熊本の片田舎に住むリタイア読書人がその時々の心に触れたものを書き散らしています。読んだ本の感想がメインですが(読書記録)、エネルギー問題、食品問題など、また政治経済・環境問題など興味のあるものには触れていきます。

「深掘り!日本の地名」宇田川勝司著

著者の宇田川さんは長年中高で地理を教え、退職後は地理教育のコンサルタントをされているということです。

 

人の住むところ必ず地名というものがありますが、日本では定住して農耕をしてきたためか地名との関係が特に強いようです。

日本人の名字の多くは地名から来ていますが、外国ではあまりそういったことがないようです。

 

地名がどうやって作られたか、自然地形などから来たものもありますが、文化的な歴史からつけられたものもあります。

 

しかし最近の新しく付けられた地名というものは、公募ということもあるもののほとんどは行政機関が付けているようです。

そこには少々問題もあるようです。

 

合併した市町村から文字を取って合成するということも数多く行われています。

これは最近だけでなく以前から行われていました。

東京都大田区の「大田」は大森と蒲田から一文字ずつ。

愛知県蒲郡市は蒲形村と西之郡村から。

静岡県浜岡町は浜松市静岡市にちなんだ合成地名だそうです。

合併前の既存地名の共通文字を足し算したというものもあります。

福島県双葉郡は、それまでの標葉郡と楢葉郡の両方に郡の字があったので、併せて双にしました。

秋田県二ツ井町は、比井野と薄井が合併して両方に井の字が共通していたからだそうです。

 

こういったおかしな地名は、市町村合併にあたってどちらかの名前にしてしまうと吸収されたかのように思われるからということが大きいようです。

そのため、旧地名を残す場合でも漢字を避けてひらがなにしてしまうということもありました。

またどちらかの地名を残すことをしないために、大きすぎる地方名を付けてしまうという例も多く見られます。
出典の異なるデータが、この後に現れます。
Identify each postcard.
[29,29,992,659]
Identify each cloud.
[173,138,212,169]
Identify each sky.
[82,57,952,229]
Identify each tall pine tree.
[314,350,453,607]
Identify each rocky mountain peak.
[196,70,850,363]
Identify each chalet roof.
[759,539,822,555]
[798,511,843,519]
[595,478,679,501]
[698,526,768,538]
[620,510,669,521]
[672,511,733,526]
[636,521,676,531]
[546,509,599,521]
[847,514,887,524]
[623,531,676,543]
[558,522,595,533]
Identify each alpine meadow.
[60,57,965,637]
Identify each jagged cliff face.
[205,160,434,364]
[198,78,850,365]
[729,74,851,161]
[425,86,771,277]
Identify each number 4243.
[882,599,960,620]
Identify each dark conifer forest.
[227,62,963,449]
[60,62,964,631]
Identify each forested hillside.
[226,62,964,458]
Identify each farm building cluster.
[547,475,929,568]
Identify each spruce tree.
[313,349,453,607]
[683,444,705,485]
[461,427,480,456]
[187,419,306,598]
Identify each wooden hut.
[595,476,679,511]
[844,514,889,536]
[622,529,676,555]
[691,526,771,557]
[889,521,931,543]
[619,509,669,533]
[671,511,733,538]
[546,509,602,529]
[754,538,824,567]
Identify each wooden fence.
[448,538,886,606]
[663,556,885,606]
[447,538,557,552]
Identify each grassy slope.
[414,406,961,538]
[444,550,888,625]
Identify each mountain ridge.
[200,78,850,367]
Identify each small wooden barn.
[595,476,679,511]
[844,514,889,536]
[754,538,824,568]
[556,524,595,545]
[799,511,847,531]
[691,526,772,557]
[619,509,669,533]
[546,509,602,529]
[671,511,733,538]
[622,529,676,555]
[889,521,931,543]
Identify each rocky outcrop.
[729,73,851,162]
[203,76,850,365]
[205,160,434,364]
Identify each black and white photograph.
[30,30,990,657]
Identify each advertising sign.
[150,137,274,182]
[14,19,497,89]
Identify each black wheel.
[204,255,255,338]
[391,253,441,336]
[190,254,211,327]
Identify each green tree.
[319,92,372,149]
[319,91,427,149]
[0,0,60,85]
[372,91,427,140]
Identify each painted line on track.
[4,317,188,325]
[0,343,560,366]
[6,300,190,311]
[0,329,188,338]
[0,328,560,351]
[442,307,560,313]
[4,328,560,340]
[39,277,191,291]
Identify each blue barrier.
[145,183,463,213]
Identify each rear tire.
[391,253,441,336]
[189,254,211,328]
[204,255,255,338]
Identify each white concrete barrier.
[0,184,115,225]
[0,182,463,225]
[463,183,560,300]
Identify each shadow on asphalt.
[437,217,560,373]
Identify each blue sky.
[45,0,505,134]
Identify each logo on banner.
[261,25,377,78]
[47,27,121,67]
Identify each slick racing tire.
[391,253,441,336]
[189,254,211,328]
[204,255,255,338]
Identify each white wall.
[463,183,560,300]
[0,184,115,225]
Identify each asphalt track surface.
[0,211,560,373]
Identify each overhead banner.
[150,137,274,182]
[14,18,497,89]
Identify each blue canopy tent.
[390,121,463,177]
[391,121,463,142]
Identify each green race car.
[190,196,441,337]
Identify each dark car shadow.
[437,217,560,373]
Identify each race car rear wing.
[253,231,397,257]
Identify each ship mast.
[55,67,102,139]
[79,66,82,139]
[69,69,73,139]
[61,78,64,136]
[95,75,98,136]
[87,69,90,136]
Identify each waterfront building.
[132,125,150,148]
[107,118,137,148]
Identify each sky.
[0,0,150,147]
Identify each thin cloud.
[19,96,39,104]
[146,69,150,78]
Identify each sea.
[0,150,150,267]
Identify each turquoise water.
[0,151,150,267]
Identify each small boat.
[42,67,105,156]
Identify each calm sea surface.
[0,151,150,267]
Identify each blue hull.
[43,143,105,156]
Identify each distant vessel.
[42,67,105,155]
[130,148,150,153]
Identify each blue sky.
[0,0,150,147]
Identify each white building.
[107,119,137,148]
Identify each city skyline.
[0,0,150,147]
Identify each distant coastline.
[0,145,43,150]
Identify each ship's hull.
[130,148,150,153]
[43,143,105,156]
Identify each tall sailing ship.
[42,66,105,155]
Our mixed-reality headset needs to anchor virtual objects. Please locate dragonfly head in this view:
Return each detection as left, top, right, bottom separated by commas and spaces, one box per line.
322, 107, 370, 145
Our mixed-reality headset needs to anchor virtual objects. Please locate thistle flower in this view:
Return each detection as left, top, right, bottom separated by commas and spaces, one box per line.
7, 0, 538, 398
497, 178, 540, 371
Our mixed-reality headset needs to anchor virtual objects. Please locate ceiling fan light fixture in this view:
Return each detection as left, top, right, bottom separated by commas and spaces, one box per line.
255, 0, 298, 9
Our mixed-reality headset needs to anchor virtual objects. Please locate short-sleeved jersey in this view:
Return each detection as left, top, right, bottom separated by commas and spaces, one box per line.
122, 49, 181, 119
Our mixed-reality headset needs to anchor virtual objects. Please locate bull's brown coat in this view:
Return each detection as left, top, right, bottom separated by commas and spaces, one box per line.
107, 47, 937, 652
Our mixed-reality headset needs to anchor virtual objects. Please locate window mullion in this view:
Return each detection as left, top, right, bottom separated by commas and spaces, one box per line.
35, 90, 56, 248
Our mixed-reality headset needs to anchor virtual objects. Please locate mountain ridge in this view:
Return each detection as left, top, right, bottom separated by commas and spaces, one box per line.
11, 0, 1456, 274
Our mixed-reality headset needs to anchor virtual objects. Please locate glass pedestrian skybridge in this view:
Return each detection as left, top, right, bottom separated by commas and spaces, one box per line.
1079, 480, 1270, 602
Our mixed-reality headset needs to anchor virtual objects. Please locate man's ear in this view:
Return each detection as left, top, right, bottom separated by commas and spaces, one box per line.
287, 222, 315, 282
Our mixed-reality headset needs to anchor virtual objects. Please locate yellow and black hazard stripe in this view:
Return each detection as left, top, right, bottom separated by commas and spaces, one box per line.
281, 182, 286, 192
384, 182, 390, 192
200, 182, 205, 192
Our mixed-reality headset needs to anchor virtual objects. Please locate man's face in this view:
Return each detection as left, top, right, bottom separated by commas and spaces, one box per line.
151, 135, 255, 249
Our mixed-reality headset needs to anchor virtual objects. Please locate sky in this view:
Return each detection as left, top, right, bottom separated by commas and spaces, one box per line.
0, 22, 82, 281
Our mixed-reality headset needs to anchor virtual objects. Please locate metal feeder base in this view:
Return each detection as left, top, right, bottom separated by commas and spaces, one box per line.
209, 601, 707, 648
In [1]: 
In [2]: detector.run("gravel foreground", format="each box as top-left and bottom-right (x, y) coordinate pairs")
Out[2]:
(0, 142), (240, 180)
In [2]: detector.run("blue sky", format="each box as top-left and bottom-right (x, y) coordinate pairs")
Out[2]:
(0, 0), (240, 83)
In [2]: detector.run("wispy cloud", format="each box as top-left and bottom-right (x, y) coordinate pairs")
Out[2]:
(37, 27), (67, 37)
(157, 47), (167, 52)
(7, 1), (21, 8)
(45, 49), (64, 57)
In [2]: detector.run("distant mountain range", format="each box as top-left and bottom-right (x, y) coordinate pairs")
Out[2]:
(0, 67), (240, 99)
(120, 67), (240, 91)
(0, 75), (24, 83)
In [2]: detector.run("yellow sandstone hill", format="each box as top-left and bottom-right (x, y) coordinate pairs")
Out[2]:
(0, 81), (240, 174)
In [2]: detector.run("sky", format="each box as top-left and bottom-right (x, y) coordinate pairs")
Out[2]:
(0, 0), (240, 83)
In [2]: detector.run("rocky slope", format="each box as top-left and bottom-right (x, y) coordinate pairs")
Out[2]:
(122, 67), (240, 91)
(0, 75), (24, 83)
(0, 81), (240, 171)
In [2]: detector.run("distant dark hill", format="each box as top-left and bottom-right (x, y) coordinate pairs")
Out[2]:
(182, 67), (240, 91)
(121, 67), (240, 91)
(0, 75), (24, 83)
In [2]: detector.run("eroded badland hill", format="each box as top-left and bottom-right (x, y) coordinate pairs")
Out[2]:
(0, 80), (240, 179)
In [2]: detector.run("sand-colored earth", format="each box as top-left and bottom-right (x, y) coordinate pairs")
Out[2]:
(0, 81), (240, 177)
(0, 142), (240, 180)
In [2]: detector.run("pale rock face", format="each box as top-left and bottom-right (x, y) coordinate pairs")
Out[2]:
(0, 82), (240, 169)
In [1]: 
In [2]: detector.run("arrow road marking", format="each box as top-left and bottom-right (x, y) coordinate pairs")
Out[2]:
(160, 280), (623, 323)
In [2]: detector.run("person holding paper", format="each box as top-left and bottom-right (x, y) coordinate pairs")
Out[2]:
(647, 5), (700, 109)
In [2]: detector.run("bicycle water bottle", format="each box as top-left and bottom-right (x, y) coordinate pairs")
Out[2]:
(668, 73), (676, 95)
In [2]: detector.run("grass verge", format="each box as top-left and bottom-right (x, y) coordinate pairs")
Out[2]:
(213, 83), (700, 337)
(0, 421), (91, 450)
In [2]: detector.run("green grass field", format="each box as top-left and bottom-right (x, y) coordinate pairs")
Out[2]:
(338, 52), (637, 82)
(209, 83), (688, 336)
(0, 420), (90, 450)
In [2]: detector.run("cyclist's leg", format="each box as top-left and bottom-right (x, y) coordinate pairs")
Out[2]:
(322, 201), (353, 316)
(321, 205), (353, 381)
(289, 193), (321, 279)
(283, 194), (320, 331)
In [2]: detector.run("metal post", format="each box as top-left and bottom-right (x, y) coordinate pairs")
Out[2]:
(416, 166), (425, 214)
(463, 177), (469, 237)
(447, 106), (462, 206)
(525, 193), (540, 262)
四国中央市南九州市奥州市といった名称には再考をもとめる署名なども行なわれたようです。

また幸いにも?実施されなかった名称には、山形県はながさ市、長野県中央アルプス市、愛知県南セントレア市などがあったということです。

 

唱歌・童謡に出てくる場所の特定と言うコーナーもありました。

「春の小川」が渋谷区の河骨川ということは結構有名かもしれません。

他にも、「めだかの学校」が神奈川県小田原市荻窪用水、「雪の降る街を」は山形県鶴岡市、「汽車ポッポ」は静岡県御殿場駅、「赤とんぼ」は兵庫県たつの市だそうです。

 

市町村合併の際の変な名前については私もおかしいと感じていましたが、どうやらこの前の平成大合併の時だけではなく、以前から色々とあったようです。

蒲郡や浜岡もそうだとは思わなかった。